[talks] Today 12pm Talk: Younghwan Go, Gaining Control of Cellular Traffic Accounting by Spurious TCP

Nicole E. Wagenblast nwagenbl at CS.Princeton.EDU
Thu Sep 19 10:28:22 EDT 2013





Gaining Control of Cellular Traffic Accounting by Spurious TCP Retransmission 
Younghwan Go , Korea Advanced Institute of Science and Technology 
Thursday, September 19, 12pm 
Computer Science 402 

Packet retransmission is a fundamental TCP feature that ensures reliable data transfer between two end nodes. Interestingly, when it comes to cellular data accounting, TCP retransmission creates an important policy issue. Cellular ISPs might argue that all retransmitted IP packets should be accounted for billing since they consume the resources of their infrastructures. On the other hand, the service subscribers might want to pay only for the application data by taking out the amount for retransmission. Regardless of the policies, however, we find that TCP retransmission can be easily abused to manipulate the current practice of cellular traffic accounting. 
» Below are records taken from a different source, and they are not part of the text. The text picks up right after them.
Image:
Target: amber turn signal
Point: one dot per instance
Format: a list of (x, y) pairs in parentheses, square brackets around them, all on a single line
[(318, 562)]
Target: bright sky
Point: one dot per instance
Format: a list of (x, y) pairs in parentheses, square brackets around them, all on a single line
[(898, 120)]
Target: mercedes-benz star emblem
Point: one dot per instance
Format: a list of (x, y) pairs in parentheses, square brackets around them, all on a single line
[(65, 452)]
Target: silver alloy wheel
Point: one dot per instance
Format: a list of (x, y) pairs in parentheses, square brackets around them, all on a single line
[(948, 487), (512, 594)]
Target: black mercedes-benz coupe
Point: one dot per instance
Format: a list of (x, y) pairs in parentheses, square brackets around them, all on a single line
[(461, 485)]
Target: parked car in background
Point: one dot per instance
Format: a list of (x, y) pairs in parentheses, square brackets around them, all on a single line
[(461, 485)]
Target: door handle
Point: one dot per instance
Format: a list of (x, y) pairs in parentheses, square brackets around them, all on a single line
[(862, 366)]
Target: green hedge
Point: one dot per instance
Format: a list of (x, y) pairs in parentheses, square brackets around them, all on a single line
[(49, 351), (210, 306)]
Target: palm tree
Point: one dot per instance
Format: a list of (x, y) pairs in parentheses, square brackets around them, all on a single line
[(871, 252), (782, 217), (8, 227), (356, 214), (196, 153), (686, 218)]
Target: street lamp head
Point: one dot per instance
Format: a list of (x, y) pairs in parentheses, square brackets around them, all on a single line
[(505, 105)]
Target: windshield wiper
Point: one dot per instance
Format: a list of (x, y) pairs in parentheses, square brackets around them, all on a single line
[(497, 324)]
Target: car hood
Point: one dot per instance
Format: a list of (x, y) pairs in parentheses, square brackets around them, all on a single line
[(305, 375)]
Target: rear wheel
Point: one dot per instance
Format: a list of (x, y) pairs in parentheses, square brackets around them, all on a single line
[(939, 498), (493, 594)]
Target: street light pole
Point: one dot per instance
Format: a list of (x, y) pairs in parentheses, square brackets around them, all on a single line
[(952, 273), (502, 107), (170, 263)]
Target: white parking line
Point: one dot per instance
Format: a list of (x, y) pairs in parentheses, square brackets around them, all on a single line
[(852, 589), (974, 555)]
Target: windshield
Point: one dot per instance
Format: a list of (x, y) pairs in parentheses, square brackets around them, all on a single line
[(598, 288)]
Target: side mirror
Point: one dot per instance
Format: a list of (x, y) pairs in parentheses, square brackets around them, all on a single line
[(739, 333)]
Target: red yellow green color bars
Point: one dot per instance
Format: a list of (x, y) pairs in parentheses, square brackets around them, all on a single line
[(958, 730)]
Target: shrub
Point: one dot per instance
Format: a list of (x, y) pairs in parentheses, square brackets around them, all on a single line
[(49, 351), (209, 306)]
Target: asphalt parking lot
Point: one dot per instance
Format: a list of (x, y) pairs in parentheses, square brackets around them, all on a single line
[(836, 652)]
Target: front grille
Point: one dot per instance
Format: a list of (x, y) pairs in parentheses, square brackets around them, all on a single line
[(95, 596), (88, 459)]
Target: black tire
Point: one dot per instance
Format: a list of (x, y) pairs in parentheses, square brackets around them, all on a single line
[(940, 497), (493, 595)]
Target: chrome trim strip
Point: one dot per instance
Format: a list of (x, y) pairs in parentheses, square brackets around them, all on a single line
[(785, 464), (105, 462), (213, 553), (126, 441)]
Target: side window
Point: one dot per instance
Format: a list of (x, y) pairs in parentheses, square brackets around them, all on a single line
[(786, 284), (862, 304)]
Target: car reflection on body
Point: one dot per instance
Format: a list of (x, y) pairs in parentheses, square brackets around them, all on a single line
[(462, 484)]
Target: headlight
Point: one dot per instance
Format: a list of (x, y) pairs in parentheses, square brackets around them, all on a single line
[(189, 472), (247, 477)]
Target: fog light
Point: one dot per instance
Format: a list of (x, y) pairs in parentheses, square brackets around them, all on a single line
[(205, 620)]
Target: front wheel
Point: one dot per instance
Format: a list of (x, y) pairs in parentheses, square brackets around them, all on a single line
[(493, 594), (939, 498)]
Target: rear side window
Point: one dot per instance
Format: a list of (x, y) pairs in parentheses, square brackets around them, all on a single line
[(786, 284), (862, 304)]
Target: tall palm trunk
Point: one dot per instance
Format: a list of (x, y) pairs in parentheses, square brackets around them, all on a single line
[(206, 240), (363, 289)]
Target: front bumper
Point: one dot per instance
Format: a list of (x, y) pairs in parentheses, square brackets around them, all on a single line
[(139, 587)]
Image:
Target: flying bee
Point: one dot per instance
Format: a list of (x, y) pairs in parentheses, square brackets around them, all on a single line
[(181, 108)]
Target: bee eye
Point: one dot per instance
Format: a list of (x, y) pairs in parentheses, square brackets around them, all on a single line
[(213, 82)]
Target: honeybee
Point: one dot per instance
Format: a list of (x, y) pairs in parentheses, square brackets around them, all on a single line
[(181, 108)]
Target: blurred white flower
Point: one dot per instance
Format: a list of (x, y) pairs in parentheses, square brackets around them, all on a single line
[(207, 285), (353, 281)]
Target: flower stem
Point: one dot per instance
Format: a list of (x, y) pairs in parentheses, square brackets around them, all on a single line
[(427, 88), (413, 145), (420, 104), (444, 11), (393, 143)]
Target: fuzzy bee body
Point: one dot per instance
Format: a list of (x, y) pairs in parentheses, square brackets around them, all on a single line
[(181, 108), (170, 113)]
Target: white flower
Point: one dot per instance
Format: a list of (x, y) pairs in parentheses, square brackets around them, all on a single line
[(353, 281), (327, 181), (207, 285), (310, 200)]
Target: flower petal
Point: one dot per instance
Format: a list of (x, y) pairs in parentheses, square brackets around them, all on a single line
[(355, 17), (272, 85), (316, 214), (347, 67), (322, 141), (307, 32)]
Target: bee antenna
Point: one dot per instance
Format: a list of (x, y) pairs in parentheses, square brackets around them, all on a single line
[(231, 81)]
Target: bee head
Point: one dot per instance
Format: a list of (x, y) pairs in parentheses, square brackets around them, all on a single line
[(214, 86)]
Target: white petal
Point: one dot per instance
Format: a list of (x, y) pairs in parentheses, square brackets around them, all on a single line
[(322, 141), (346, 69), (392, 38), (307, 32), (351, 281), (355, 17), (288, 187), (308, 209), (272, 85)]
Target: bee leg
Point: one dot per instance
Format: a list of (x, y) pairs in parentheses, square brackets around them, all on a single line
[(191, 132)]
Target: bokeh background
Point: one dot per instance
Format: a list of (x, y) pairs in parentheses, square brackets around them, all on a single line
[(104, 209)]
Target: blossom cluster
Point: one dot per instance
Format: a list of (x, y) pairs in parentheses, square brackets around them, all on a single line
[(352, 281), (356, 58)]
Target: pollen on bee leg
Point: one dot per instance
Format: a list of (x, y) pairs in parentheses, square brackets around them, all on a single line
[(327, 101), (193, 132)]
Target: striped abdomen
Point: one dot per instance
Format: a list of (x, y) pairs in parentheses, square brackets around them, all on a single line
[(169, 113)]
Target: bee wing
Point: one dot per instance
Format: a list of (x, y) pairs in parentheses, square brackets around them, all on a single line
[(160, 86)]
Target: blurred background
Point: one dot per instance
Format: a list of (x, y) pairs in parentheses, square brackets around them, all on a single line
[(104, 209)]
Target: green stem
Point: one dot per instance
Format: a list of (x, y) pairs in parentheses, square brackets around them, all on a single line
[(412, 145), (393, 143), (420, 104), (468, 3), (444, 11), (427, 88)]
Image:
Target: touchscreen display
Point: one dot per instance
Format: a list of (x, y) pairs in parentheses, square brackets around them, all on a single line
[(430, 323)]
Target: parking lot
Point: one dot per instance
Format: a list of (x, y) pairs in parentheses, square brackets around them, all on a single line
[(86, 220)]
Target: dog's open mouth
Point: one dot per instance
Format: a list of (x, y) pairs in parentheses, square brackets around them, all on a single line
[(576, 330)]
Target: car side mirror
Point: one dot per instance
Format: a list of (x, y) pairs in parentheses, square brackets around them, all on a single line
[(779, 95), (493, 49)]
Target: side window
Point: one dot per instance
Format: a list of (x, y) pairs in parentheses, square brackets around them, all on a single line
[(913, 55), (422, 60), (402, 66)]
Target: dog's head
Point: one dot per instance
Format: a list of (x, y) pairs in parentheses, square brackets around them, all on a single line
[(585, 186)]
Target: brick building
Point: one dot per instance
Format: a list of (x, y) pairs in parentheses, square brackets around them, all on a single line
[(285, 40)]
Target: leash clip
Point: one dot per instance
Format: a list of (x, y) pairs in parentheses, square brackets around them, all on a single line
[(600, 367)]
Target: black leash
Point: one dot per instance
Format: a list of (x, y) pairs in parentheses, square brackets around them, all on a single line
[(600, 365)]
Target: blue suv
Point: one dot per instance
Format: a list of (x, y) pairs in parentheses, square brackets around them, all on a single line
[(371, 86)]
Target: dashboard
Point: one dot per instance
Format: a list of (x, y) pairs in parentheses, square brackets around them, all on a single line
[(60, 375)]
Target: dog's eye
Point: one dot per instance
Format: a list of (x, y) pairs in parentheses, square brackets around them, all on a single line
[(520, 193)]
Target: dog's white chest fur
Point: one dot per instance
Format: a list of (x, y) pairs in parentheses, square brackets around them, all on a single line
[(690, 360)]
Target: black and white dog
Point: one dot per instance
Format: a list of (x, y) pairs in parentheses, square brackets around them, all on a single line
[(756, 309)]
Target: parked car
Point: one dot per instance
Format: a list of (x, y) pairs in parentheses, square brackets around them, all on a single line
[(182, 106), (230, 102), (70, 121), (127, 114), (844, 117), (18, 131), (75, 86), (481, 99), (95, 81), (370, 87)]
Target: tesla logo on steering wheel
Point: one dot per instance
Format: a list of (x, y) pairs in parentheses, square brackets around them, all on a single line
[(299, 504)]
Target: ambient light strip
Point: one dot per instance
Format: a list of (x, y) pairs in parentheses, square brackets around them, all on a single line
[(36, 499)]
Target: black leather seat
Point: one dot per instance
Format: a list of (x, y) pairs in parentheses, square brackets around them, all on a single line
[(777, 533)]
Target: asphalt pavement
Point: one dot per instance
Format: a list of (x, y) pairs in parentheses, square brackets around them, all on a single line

In this work, we investigate the TCP retransmission accounting policies of 12 cellular ISPs in the world and report the accounting vulnerabilities with TCP retransmission attacks. First, we find that cellular data accounting policies vary from ISP to ISP. While the majority of cellular ISPs blindly account for every IP packet, some ISPs intentionally remove the retransmission packets from the user bill for fairness. Second, we show that it is easy to launch the “usage-inflation” attack on the ISPs that blindly account for every IP packet. In our experiments, we could inflate the usage up to the monthly limit only within 9 minutes of the attack completely without the knowledge of the subscriber. For those ISPs that do not account for retransmission, we successfully launch the “free-riding” attack by tunneling the payload under fake TCP headers that look like retransmission. To counter the attacks, we argue that the ISPs should consider ignoring TCP retransmission for billing while detecting the tunneling attacks by deep packet inspection. We implement and evaluate Abacus, a light-weight accounting system that reliably detects “free-riding” attacks even in the 10 Gbps links. 


Younghwan Go is currently a Ph.D. student at KAIST. His research interests are networked and distributed systems, network security and mobile network. He received a M.S. degree in Electrical Engineering and Information Security from KAIST in 2013. Previously, he received a Bachelor's degree in Electrical Engineering from KAIST in 2011.